From the Turner Classic Movies website, www.tcm.com, this article about the film by Margarita Landazuri: "In the late 1930s, Marlene Dietrich had refused offers from the Third Reich to return to Germany. She despised Hitler and what he was doing to her beloved homeland, and she became an American citizen in 1939. During World War II, she entertained U.S. troops and made anti-Nazi propaganda broadcasts in German.
"After the war, director Billy Wilder decided to make A Foreign Affair (1948), a satiric comedy about the rampant corruption during the Allied occupation of Berlin. A prim Congresswoman (Jean Arthur), part of a committee investigating the morale - and morals - of American occupation troops, falls for an American officer (John Lund). He happens to be involved with a seductive nightclub singer who had been the mistress of a high-ranking Nazi. Wilder knew that Dietrich's unassailable anti-Nazi credentials, and her war record, made her an unlikely, yet ideal, choice to play the chanteuse. But Dietrich, repelled by the idea of playing a Nazi, refused. On the pretext of asking Dietrich's advice on casting the role, Wilder showed her screen tests of two American actresses, and asked what she thought of their accents. Dietrich was appalled, and (as Wilder hoped) told him that nobody but she could play the role. Just before filming began on A Foreign Affair, Marlene Dietrich was awarded the Medal of Freedom, the U.S. government's highest civilian honor, for her wartime service.
"Most of the film was shot in Hollywood. But before principal photography
began, Wilder spent time in Berlin shooting background footage of the devastated
city. Cleverly incorporated into the film, the footage added an ironic counterpoint
to the comedy.
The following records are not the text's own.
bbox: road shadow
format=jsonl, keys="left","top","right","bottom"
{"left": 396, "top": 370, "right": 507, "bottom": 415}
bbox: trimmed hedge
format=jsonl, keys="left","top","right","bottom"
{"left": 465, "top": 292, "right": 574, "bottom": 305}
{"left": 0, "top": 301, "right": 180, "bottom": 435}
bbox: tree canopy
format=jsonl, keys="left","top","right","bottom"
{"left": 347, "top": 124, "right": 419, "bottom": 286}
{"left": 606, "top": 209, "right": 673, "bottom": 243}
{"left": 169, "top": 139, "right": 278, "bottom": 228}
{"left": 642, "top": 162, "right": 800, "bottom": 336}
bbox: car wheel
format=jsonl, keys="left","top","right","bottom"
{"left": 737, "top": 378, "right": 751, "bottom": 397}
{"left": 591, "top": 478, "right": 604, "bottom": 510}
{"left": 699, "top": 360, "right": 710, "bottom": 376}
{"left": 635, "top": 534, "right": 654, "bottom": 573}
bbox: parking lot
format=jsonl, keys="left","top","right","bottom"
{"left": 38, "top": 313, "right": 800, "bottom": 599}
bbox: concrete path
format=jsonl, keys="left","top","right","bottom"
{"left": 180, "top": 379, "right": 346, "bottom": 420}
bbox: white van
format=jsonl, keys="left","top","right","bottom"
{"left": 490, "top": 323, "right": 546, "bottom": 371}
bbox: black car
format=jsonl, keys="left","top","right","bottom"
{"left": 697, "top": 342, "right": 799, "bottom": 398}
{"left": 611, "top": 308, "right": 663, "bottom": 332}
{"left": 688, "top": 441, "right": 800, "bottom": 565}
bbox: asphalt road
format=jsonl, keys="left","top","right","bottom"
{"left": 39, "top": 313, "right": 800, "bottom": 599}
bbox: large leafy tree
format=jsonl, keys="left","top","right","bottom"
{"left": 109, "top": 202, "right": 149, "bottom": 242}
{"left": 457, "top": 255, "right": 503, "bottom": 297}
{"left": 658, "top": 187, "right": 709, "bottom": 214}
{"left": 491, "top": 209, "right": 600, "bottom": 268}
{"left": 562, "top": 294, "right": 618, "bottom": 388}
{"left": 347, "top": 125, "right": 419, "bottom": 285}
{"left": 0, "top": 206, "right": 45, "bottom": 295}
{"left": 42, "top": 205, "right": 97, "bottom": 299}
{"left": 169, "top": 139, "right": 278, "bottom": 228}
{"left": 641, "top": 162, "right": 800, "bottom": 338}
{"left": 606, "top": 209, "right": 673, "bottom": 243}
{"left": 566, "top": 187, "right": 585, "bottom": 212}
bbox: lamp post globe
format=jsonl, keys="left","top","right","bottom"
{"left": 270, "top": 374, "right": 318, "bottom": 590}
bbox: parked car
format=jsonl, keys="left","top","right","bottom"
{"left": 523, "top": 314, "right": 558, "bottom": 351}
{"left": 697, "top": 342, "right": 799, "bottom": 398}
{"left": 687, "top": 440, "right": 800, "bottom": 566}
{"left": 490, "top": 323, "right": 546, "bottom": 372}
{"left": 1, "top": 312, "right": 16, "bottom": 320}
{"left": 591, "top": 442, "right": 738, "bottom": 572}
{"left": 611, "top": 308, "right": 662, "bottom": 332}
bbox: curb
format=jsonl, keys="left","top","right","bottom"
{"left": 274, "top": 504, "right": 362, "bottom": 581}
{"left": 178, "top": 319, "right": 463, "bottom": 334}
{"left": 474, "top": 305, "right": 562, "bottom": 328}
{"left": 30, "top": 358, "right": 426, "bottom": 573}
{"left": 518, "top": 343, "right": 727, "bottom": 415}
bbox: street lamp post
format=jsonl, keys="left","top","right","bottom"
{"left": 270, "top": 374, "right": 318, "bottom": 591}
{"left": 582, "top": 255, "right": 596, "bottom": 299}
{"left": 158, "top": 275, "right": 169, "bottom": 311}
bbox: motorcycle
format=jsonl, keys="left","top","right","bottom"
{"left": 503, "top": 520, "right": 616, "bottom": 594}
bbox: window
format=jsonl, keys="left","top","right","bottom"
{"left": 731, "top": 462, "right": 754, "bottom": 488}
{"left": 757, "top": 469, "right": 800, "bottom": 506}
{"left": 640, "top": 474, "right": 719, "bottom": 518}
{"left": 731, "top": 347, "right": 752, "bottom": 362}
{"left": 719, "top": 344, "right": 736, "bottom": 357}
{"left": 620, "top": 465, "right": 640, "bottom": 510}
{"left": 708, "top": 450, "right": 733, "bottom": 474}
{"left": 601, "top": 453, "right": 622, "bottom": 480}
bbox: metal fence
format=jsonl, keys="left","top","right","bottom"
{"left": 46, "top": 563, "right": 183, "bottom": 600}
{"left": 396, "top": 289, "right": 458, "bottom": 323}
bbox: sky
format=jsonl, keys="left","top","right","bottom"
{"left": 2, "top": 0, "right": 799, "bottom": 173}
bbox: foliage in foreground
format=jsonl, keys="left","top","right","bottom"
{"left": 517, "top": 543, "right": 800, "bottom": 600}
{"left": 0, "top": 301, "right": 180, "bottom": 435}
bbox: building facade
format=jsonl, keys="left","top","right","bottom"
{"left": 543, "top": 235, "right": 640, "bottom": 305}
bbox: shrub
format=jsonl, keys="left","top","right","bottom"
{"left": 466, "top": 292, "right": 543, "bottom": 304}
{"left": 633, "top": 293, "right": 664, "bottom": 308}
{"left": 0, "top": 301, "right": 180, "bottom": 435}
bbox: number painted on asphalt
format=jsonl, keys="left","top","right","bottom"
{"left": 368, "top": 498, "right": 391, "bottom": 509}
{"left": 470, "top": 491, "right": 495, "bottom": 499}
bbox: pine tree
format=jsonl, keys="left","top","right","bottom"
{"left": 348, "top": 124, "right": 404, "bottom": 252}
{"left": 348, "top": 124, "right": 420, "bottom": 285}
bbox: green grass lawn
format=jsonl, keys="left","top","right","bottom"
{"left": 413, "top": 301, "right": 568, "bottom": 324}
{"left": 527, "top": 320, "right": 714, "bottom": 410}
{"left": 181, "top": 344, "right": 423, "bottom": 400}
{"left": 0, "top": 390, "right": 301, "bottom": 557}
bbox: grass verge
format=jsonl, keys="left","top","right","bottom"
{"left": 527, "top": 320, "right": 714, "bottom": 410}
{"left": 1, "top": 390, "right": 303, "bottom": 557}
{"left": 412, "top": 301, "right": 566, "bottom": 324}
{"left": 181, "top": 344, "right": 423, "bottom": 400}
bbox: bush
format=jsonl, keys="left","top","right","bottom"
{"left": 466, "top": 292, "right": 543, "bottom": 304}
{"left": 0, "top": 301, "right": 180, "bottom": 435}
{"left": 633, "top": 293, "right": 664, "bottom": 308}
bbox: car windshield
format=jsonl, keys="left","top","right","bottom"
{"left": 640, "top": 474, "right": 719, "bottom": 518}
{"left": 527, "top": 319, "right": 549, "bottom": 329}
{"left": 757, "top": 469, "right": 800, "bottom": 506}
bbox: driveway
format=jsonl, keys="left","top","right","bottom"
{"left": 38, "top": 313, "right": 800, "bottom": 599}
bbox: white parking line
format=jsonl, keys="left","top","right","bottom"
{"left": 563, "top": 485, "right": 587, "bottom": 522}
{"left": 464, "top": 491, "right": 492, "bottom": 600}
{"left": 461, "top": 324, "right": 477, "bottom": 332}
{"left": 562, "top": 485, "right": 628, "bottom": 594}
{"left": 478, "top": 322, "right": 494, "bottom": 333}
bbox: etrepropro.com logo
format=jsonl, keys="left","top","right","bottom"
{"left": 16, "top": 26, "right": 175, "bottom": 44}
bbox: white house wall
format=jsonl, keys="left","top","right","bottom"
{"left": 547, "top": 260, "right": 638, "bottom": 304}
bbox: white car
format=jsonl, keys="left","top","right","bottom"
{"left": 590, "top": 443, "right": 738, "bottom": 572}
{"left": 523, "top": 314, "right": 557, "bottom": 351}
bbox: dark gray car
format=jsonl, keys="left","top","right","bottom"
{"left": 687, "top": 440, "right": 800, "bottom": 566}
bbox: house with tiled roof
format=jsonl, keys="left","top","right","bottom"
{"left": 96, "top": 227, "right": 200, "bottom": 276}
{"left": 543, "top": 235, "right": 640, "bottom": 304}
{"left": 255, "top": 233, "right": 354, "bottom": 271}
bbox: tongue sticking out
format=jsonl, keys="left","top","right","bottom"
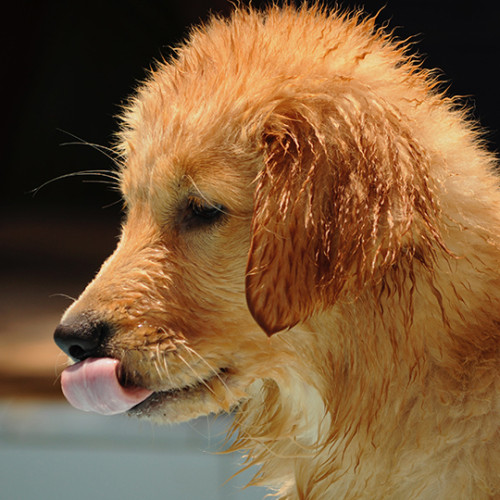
{"left": 61, "top": 358, "right": 153, "bottom": 415}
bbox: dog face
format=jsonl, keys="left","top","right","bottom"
{"left": 54, "top": 110, "right": 278, "bottom": 421}
{"left": 53, "top": 36, "right": 304, "bottom": 420}
{"left": 54, "top": 7, "right": 440, "bottom": 423}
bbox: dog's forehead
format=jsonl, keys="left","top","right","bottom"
{"left": 119, "top": 83, "right": 261, "bottom": 213}
{"left": 119, "top": 130, "right": 258, "bottom": 217}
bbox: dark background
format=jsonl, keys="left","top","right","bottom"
{"left": 4, "top": 0, "right": 500, "bottom": 213}
{"left": 1, "top": 0, "right": 499, "bottom": 395}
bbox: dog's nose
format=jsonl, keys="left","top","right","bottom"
{"left": 54, "top": 315, "right": 111, "bottom": 361}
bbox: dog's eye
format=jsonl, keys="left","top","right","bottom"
{"left": 190, "top": 199, "right": 224, "bottom": 219}
{"left": 182, "top": 197, "right": 226, "bottom": 230}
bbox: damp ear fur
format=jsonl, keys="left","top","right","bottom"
{"left": 245, "top": 85, "right": 441, "bottom": 336}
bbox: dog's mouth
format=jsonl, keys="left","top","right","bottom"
{"left": 60, "top": 357, "right": 235, "bottom": 417}
{"left": 127, "top": 367, "right": 233, "bottom": 417}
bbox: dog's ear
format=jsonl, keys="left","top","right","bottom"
{"left": 245, "top": 87, "right": 440, "bottom": 335}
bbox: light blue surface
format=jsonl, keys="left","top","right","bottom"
{"left": 0, "top": 402, "right": 269, "bottom": 500}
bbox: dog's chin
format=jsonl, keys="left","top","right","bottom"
{"left": 127, "top": 371, "right": 247, "bottom": 423}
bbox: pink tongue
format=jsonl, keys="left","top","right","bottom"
{"left": 61, "top": 358, "right": 153, "bottom": 415}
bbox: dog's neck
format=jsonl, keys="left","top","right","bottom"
{"left": 231, "top": 238, "right": 499, "bottom": 498}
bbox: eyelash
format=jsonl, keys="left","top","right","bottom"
{"left": 182, "top": 197, "right": 226, "bottom": 230}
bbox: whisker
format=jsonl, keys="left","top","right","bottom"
{"left": 30, "top": 170, "right": 121, "bottom": 197}
{"left": 49, "top": 293, "right": 77, "bottom": 302}
{"left": 182, "top": 344, "right": 234, "bottom": 397}
{"left": 102, "top": 198, "right": 124, "bottom": 210}
{"left": 156, "top": 343, "right": 174, "bottom": 387}
{"left": 56, "top": 128, "right": 125, "bottom": 164}
{"left": 176, "top": 353, "right": 217, "bottom": 397}
{"left": 29, "top": 128, "right": 125, "bottom": 198}
{"left": 59, "top": 140, "right": 123, "bottom": 158}
{"left": 81, "top": 179, "right": 121, "bottom": 187}
{"left": 54, "top": 351, "right": 71, "bottom": 382}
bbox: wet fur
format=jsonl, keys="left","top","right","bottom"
{"left": 60, "top": 5, "right": 500, "bottom": 499}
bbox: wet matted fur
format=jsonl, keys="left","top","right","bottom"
{"left": 54, "top": 5, "right": 500, "bottom": 499}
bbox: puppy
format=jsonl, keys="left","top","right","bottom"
{"left": 54, "top": 5, "right": 500, "bottom": 499}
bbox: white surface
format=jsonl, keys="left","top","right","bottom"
{"left": 0, "top": 402, "right": 268, "bottom": 500}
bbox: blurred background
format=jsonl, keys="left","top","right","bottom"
{"left": 1, "top": 0, "right": 499, "bottom": 498}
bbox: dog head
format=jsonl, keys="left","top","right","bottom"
{"left": 54, "top": 6, "right": 440, "bottom": 422}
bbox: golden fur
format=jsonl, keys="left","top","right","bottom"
{"left": 58, "top": 5, "right": 500, "bottom": 499}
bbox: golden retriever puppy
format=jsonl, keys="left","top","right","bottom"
{"left": 54, "top": 5, "right": 500, "bottom": 499}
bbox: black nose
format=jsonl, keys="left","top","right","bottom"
{"left": 53, "top": 315, "right": 111, "bottom": 361}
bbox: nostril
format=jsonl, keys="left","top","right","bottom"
{"left": 53, "top": 317, "right": 111, "bottom": 361}
{"left": 68, "top": 344, "right": 89, "bottom": 361}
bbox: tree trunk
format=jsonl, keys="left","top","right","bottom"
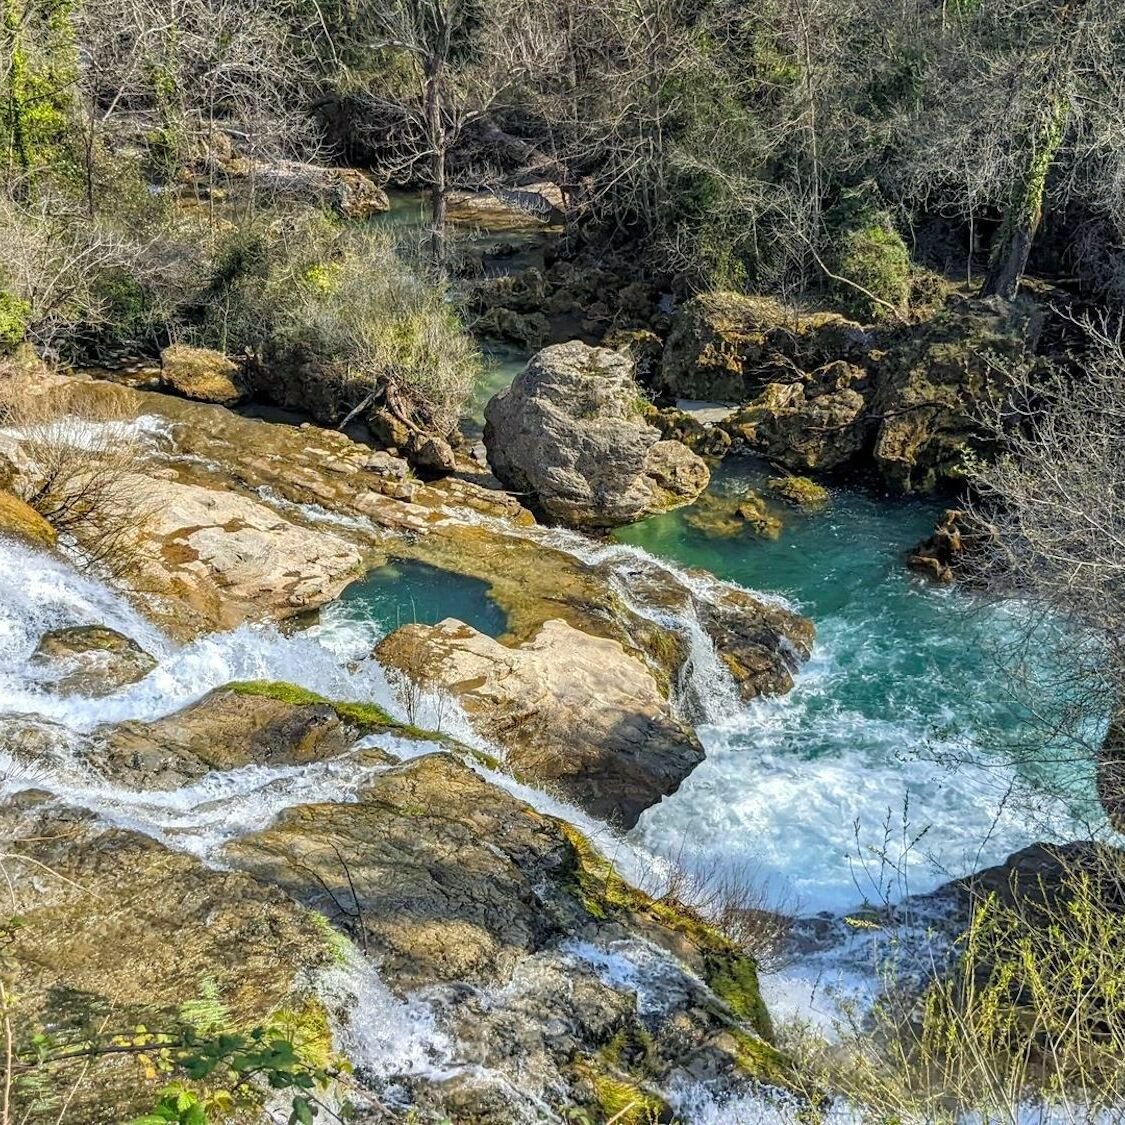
{"left": 981, "top": 95, "right": 1067, "bottom": 300}
{"left": 1097, "top": 708, "right": 1125, "bottom": 835}
{"left": 424, "top": 58, "right": 447, "bottom": 278}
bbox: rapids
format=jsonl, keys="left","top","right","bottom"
{"left": 0, "top": 405, "right": 1112, "bottom": 1122}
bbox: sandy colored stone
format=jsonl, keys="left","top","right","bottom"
{"left": 377, "top": 617, "right": 703, "bottom": 826}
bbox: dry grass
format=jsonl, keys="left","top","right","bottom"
{"left": 0, "top": 375, "right": 156, "bottom": 578}
{"left": 789, "top": 844, "right": 1125, "bottom": 1123}
{"left": 654, "top": 850, "right": 796, "bottom": 972}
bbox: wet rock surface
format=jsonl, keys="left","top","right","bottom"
{"left": 81, "top": 684, "right": 396, "bottom": 789}
{"left": 30, "top": 625, "right": 156, "bottom": 696}
{"left": 907, "top": 508, "right": 997, "bottom": 584}
{"left": 224, "top": 752, "right": 784, "bottom": 1119}
{"left": 484, "top": 341, "right": 709, "bottom": 528}
{"left": 376, "top": 617, "right": 705, "bottom": 826}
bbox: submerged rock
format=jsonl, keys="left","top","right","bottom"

Dietrich was delighted to be working with Wilder, whom she'd
known in Berlin in the 1920s. But their constant joking and reminiscing in German
annoyed Jean Arthur, who hadn't made a film in several years, and was notoriously
insecure. One night, Arthur showed up at Wilder's house and hysterically accused
him of destroying her close-ups to please Dietrich. Weary of Dietrich's narcissism
and Arthur's paranoia, Wilder complained to John Lund that he had 'one dame
who's afraid to look in the mirror, and another who won't stop.' All that self-absorption
paid off for Dietrich, however. At 46 and about to become a grandmother, she
looked stunning and sang Frederick Hollander's bitter, melancholy songs with
great panache. Hollander, who had written Dietrich's cabaret numbers in The
Blue Angel (1930), and accompanied her in that film, also plays her pianist
in A Foreign Affair.
Probably Dietrich's most controversial film, A Foreign Affair was the
first of Wilder's movies to arouse widespread debate. Some critics thought it
was brilliant and sardonic. Others reacted negatively to a comedy about postwar
profiteering, and were horrified that the filmmakers considered Nazi war crimes
a fit subject for comedy. Wilder was denounced on the floor of Congress. The
army banned A Foreign Affair in occupied Germany but it was finally
shown there in 1977, to great acclaim. Today, the arguments about the film rage
on among film scholars and Billy Wilder aficionados. But about Dietrich's performance,
there has always been unanimity: it is one of her very best."
A FOREIGN AFFAIR was nominated for two Oscars: Best Adapted Screenplay (Charles Brackett, Billy Wilder, Richard L. Breen) and Black & White Cinematography (Charles Lang).